Entretanto, a vacina ainda não foi aprovada pela Agência Nacional de Vigilância Sanitária (Anvisa).

Segundo a pasta, a negociação para a compra do imunizante está “em processo das tratativas finais”, com contrato estimado em R$ 639,6 milhões.

A previsão divulgada nesta quarta é uma mudança em relação ao cronograma anterior, que previa as primeiras doses para abril e a entrega final até junho. O ministério afirmou, contudo, que a nova data ainda pode sofrer mudanças.

Veja a nova previsão de chegada:

Março: 400 mil (importadas da Rússia)
Abril: 2 milhões (importadas da Rússia)
Maio: 7,6 milhões (importadas da Rússia)

Conforme o governo, há expectativa para produção local com a transferência de tecnologia da vacina para a farmacêutica brasileira União Química. As estimativas apontam para 8 milhões de doses da Sputnik V produzidas no Brasil por mês.

A vacina desenvolvida na Rússia é aplicada em duas doses. No mês passado, resultados publicados na revista científica ‘The Lancet’ apontaram que a Sputnik V teve eficácia de 91,6%. Isso significa que, nos testes de fase 3, ela conseguiu reduzir em 91,6% os casos de Covid-19 no grupo vacinado em relação ao grupo não vacinado.

Novas doses da CoronaVac

O Brasil recebeu, nesta quarta-feira (03), mais 2,5 milhões de doses da CoronaVac. Segundo o Ministério da Saúde, o novo lote é destinado a “vacinar o restante dos trabalhadores da saúde, indígenas do estado do Amazonas e pessoas de 80 a 84 anos”.
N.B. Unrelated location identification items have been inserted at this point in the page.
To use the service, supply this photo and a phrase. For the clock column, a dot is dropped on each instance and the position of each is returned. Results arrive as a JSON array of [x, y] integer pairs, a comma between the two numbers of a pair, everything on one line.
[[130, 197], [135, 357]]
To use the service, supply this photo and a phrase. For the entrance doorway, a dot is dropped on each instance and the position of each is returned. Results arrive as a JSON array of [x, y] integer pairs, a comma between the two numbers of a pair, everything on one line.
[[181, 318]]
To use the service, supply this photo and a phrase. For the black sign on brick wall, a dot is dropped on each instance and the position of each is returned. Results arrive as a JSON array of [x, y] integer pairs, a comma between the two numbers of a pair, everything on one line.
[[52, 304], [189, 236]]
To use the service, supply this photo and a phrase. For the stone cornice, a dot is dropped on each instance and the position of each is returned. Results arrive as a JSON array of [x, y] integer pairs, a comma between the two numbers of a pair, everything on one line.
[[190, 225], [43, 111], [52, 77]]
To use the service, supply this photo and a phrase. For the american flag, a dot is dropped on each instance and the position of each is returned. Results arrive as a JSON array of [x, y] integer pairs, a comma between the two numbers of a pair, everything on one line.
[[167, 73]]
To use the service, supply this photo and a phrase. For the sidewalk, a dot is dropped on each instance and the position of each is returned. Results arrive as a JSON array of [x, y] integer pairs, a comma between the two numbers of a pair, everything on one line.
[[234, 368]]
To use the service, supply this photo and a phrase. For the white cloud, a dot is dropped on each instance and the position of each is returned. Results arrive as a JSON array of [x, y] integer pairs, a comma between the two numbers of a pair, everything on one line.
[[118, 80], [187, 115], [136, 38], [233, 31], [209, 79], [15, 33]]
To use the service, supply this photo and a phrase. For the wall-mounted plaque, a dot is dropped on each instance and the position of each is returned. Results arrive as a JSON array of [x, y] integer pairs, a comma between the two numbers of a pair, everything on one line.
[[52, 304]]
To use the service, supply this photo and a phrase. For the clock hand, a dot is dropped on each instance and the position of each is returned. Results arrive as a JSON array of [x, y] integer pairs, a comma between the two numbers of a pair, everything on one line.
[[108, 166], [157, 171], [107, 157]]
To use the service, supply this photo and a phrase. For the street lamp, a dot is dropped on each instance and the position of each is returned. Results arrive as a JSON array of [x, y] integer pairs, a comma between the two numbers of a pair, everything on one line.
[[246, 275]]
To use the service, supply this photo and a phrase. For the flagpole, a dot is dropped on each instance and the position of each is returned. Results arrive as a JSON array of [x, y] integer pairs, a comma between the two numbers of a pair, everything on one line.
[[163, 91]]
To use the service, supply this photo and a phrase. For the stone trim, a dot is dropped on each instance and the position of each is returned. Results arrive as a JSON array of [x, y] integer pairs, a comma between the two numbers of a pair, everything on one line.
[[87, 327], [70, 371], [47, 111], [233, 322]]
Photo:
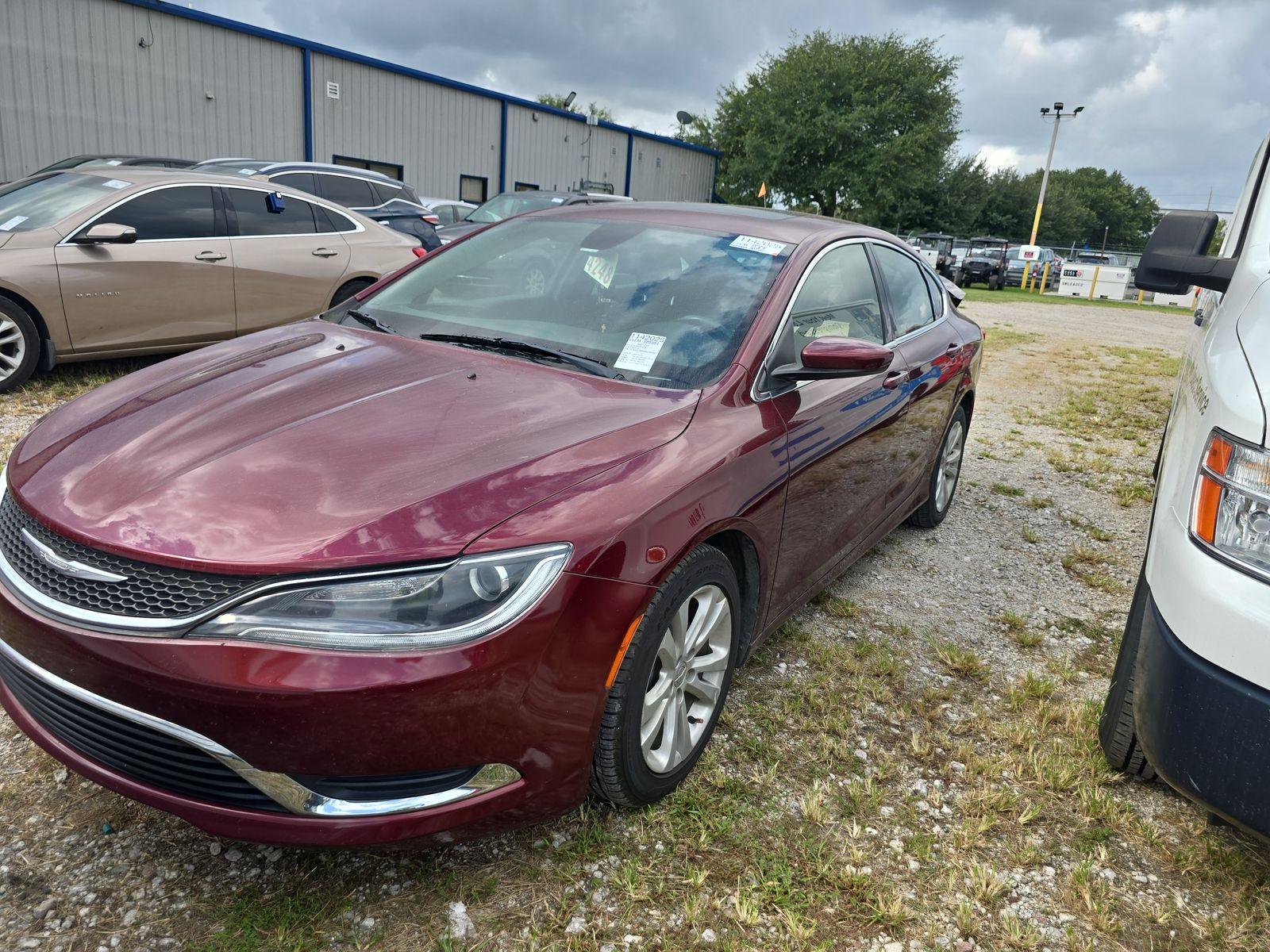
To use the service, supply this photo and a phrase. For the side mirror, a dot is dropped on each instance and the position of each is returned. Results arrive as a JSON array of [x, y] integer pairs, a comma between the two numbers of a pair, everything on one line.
[[1175, 257], [107, 234], [829, 359]]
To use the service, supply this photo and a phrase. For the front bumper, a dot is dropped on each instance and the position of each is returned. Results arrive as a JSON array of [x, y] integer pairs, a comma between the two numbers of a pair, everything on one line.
[[244, 739], [1202, 727]]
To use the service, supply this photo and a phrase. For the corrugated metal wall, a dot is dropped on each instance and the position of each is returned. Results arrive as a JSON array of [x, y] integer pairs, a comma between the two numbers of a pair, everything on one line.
[[435, 132], [74, 79], [552, 152], [670, 175]]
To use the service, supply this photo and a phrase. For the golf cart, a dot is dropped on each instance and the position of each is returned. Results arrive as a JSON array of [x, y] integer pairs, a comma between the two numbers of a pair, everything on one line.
[[937, 249], [984, 263]]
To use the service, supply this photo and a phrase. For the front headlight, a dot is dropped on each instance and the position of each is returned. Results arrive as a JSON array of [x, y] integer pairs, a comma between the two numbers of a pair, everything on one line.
[[398, 612], [1232, 501]]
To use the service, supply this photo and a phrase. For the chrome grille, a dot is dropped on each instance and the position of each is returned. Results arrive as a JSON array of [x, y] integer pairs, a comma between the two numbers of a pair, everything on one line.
[[149, 592]]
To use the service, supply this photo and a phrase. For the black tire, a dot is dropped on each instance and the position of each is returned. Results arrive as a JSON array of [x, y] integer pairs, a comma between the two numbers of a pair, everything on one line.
[[19, 346], [619, 771], [348, 289], [931, 513], [1117, 730]]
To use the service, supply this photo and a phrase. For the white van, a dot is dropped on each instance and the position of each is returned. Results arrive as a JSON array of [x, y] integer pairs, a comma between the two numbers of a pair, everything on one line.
[[1191, 695]]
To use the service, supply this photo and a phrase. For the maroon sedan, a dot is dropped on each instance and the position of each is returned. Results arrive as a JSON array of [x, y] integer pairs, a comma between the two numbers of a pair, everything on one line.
[[454, 554]]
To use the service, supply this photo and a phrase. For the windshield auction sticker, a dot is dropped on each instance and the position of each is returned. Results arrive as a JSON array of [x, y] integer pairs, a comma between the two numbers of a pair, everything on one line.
[[749, 243], [641, 353], [602, 270]]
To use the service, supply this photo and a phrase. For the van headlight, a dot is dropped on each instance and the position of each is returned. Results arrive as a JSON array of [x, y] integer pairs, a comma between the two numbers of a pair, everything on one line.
[[399, 612], [1232, 501]]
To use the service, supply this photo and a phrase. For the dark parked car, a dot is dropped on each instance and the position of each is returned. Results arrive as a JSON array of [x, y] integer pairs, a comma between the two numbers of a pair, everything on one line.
[[984, 263], [506, 205], [448, 558]]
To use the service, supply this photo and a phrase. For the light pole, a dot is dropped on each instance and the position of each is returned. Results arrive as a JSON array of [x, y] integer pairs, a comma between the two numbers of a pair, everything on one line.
[[1053, 140]]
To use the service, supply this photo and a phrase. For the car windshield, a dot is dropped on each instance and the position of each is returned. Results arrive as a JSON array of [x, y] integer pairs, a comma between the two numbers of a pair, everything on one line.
[[36, 203], [651, 304], [506, 206]]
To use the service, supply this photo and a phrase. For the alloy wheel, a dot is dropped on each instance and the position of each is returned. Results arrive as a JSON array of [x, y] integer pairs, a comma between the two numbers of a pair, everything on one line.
[[687, 679], [949, 466], [13, 346]]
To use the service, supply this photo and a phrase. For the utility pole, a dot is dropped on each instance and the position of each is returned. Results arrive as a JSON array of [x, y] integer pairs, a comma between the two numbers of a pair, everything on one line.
[[1045, 179], [1053, 140]]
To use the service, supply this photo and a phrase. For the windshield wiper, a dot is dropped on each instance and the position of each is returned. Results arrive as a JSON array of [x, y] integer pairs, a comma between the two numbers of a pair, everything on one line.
[[583, 363], [368, 321]]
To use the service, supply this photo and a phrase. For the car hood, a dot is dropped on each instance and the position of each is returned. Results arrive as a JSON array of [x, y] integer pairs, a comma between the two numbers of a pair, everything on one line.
[[315, 446]]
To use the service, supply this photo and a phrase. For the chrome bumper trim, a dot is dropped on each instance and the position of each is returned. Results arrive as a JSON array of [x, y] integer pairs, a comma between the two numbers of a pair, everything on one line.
[[277, 786]]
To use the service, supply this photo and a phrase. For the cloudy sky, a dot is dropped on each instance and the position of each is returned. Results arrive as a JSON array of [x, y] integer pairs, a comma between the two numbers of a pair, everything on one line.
[[1176, 94]]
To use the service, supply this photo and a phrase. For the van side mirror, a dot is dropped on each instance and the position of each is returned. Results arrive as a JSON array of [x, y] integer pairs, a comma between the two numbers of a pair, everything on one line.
[[1175, 257], [107, 234], [829, 359]]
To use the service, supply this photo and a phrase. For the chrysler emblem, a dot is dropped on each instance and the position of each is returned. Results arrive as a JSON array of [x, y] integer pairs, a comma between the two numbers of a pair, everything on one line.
[[67, 566]]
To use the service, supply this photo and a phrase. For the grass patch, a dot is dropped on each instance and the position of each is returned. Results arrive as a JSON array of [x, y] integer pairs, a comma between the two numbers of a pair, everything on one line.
[[1003, 489]]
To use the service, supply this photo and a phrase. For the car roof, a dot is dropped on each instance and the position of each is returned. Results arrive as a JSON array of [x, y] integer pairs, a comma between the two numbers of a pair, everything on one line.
[[774, 224], [268, 167]]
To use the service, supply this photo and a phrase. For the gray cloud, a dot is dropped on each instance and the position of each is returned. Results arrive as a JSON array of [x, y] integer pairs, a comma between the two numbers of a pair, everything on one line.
[[1174, 92]]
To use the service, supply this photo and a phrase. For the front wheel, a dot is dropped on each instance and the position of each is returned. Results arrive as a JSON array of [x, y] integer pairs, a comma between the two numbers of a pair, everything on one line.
[[1117, 730], [944, 475], [19, 346], [672, 683]]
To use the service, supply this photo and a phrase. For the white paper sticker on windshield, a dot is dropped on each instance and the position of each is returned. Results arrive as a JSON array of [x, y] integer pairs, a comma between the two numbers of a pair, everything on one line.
[[761, 245], [641, 353], [602, 270]]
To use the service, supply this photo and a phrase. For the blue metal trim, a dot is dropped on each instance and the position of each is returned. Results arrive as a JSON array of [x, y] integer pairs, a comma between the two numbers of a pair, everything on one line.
[[502, 150], [309, 105], [630, 156], [287, 40]]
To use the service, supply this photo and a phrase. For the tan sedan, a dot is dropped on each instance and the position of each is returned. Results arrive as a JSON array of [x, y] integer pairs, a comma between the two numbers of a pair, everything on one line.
[[117, 262]]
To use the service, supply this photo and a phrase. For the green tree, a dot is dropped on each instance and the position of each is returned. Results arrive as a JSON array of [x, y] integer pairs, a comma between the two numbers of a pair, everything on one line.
[[856, 126], [552, 99]]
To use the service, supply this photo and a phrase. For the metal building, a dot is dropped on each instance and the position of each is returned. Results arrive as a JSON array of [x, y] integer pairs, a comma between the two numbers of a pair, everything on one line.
[[144, 76]]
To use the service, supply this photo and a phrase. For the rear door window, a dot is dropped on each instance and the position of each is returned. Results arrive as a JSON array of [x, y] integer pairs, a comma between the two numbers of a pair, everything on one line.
[[304, 181], [257, 215], [347, 190], [184, 211], [911, 306]]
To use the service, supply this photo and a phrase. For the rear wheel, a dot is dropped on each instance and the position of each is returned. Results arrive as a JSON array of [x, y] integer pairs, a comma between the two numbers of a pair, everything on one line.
[[348, 289], [19, 344], [944, 475], [672, 683], [1117, 730]]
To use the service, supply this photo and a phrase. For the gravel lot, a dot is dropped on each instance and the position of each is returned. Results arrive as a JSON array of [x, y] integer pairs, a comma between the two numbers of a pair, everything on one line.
[[910, 765]]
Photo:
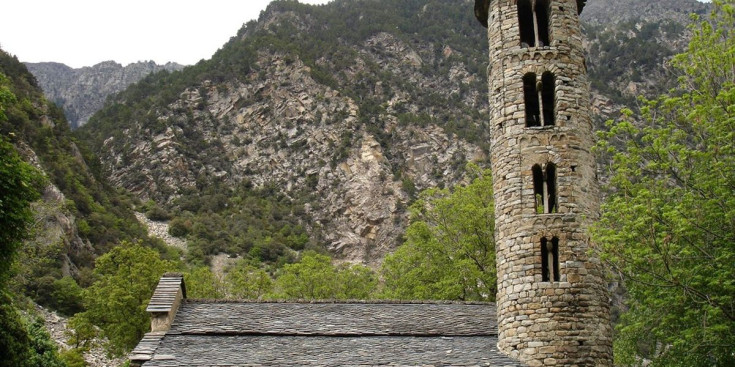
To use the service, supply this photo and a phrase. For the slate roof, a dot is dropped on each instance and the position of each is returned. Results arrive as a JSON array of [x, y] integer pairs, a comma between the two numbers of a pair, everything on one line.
[[208, 333]]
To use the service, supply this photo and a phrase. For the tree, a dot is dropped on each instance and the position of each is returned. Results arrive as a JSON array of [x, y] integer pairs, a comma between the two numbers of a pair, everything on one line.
[[313, 277], [248, 282], [668, 224], [449, 251], [202, 283], [17, 185], [18, 182], [125, 279]]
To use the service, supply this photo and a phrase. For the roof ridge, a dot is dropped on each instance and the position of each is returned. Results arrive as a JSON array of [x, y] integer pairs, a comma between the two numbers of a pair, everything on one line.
[[340, 301]]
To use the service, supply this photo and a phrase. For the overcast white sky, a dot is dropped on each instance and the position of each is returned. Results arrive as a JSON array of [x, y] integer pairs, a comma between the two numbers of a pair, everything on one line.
[[85, 32]]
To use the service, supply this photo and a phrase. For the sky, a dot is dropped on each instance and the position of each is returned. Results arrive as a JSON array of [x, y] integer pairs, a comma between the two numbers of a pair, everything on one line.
[[86, 32]]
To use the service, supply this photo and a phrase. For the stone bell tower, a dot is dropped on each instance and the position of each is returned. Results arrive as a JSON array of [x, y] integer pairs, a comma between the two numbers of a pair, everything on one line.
[[552, 302]]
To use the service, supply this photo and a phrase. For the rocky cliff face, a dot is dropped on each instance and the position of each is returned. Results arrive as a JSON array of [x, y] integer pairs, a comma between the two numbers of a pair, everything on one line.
[[348, 109], [82, 92]]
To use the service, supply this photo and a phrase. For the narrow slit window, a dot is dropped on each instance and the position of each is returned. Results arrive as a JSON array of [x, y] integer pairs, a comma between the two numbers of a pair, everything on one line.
[[544, 189], [550, 260], [548, 100], [542, 22], [525, 23], [545, 275], [555, 258], [551, 196], [538, 189], [530, 98]]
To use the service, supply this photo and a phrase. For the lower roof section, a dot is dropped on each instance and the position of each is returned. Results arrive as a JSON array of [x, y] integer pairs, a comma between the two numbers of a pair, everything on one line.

Há duas semanas, o G1 mostrou que 71% dos indígenas aldeados da Amazônia ainda não haviam sido vacinados, apesar de fazerem parte dos grupos prioritários.

De acordo com o Ministério da Saúde, a nova remessa corresponde à entrega de duas doses. Sendo assim, os estados e municípios precisam reservar a segunda dose da CoronaVac para garantir que ela seja aplicada de 2 a 4 semanas depois da primeira.

Até agora, o Brasil vacinou 7,1 milhões de pessoas. O número corresponde a cerca de 9,2% da população prioritária e 3,4% da população total do país.